Selon lui, le pouvoir en place ne bénéficie d’aucune véritable adhésion du peuple guinéen. « Le président sait bien qu’il n’a pas obtenu l’onction de la population », a-t-il affirmé, évoquant un régime qu’il juge fragile et instable. Pour Cellou Dalein Diallo, cette fragilité pourrait conduire à un effondrement brutal du système actuel. « Le régime ne tient plus à rien et il peut s’effondrer à tout moment », a-t-il averti.

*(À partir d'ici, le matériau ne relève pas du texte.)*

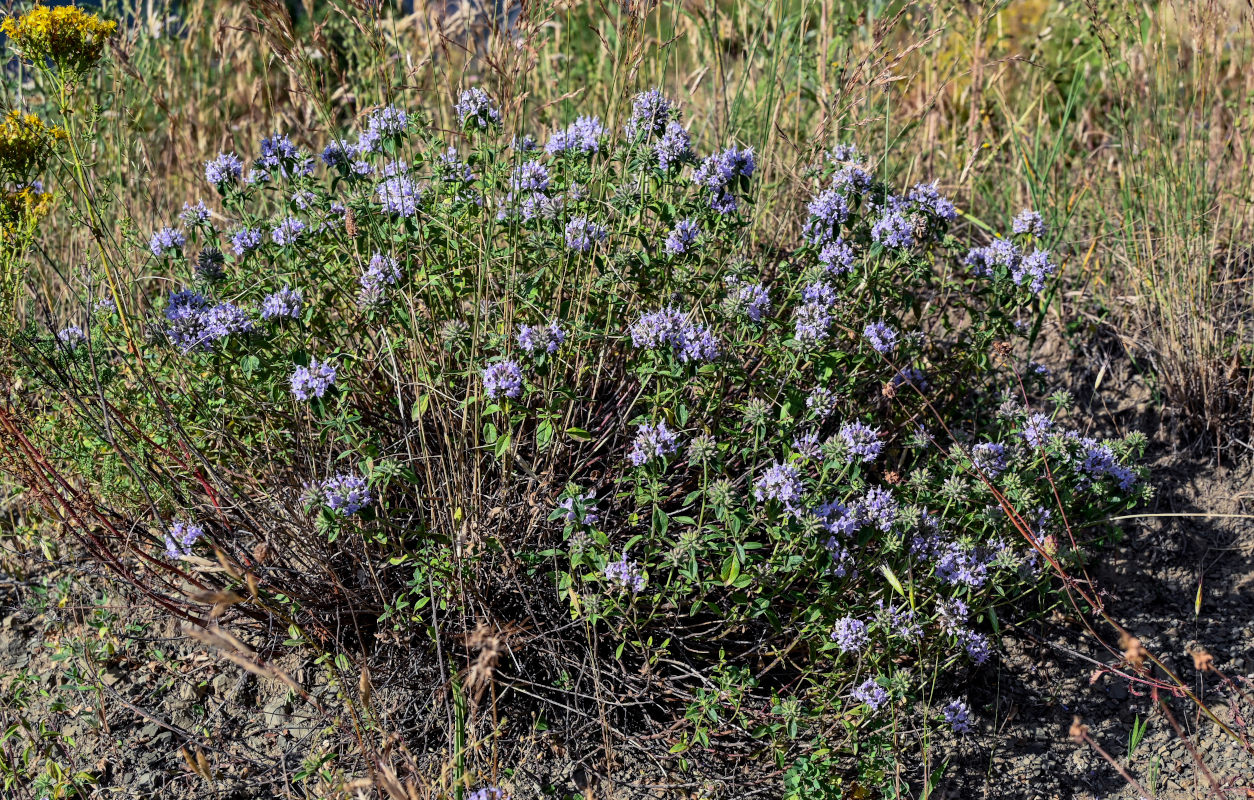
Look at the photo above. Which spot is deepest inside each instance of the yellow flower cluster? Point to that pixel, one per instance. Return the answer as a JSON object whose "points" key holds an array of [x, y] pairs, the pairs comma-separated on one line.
{"points": [[65, 34], [25, 144], [20, 210]]}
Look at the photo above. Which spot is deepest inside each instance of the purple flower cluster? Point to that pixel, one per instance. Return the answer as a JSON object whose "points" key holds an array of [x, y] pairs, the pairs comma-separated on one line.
{"points": [[625, 574], [166, 240], [862, 442], [286, 302], [650, 114], [314, 380], [652, 442], [682, 236], [381, 272], [1028, 222], [345, 494], [400, 196], [181, 538], [223, 169], [837, 257], [245, 241], [991, 458], [583, 136], [828, 212], [536, 339], [690, 341], [475, 109], [582, 233], [289, 231], [194, 324], [722, 173], [783, 484], [849, 635], [882, 337], [813, 319], [870, 694], [503, 379]]}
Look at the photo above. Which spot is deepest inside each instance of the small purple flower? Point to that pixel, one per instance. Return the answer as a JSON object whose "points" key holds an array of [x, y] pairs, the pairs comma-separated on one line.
{"points": [[245, 241], [780, 483], [1028, 222], [286, 302], [581, 235], [870, 694], [194, 215], [626, 574], [181, 538], [991, 458], [475, 109], [312, 380], [882, 337], [222, 169], [837, 257], [166, 240], [399, 196], [652, 442], [849, 635], [1037, 429], [536, 339], [529, 177], [650, 114], [345, 494], [287, 231], [684, 235], [957, 715], [503, 379], [862, 442]]}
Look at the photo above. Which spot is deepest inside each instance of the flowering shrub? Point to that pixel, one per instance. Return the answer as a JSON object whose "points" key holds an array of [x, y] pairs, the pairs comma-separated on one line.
{"points": [[559, 380]]}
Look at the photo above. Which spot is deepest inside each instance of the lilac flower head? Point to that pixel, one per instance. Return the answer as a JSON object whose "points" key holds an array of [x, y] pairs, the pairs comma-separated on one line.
{"points": [[650, 114], [882, 337], [991, 458], [780, 483], [849, 635], [652, 442], [682, 236], [475, 109], [222, 169], [536, 339], [582, 233], [957, 715], [399, 196], [166, 240], [674, 147], [245, 241], [287, 231], [345, 494], [314, 380], [194, 215], [181, 538], [503, 379], [286, 302], [870, 694], [837, 257], [529, 177], [1028, 222], [928, 197], [582, 136], [1037, 429], [828, 212], [625, 574], [862, 442]]}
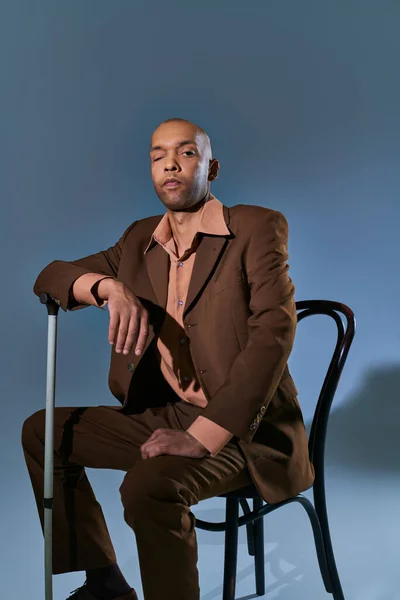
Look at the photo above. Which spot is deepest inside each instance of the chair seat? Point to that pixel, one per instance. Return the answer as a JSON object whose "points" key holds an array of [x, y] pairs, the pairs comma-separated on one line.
{"points": [[250, 491]]}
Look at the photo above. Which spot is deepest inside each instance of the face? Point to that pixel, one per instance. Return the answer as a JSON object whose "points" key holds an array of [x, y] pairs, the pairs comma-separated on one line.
{"points": [[180, 153]]}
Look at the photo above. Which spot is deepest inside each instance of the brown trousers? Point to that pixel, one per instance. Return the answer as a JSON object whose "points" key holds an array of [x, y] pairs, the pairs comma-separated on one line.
{"points": [[156, 493]]}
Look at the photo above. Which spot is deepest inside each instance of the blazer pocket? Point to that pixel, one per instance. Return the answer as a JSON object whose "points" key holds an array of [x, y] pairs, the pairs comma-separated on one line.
{"points": [[227, 280]]}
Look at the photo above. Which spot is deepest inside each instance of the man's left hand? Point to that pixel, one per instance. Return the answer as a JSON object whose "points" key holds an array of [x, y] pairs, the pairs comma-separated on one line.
{"points": [[173, 442]]}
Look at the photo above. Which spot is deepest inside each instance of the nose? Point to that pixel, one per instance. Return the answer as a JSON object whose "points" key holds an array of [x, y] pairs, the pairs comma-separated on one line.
{"points": [[171, 165]]}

Le président de l’UFDG dénonce également un climat politique marqué, selon lui, par la peur et la répression. Il s’interroge ouvertement sur la stratégie des autorités : « Est-ce qu’il va continuer à entretenir ce climat de terreur pour empêcher l’expression de la volonté du peuple ? », a-t-il lancé, pointant du doigt les restrictions aux libertés publiques et politiques.
Sceptique quant à l’avenir du processus en cours, Cellou Dalein Diallo estime que cette gouvernance ne saurait s’inscrire dans la durée. « Ça ne peut pas être éternel », a-t-il martelé, avant de dénoncer ce qu’il qualifie de « confiscation éhontée du pouvoir à travers le scrutin ».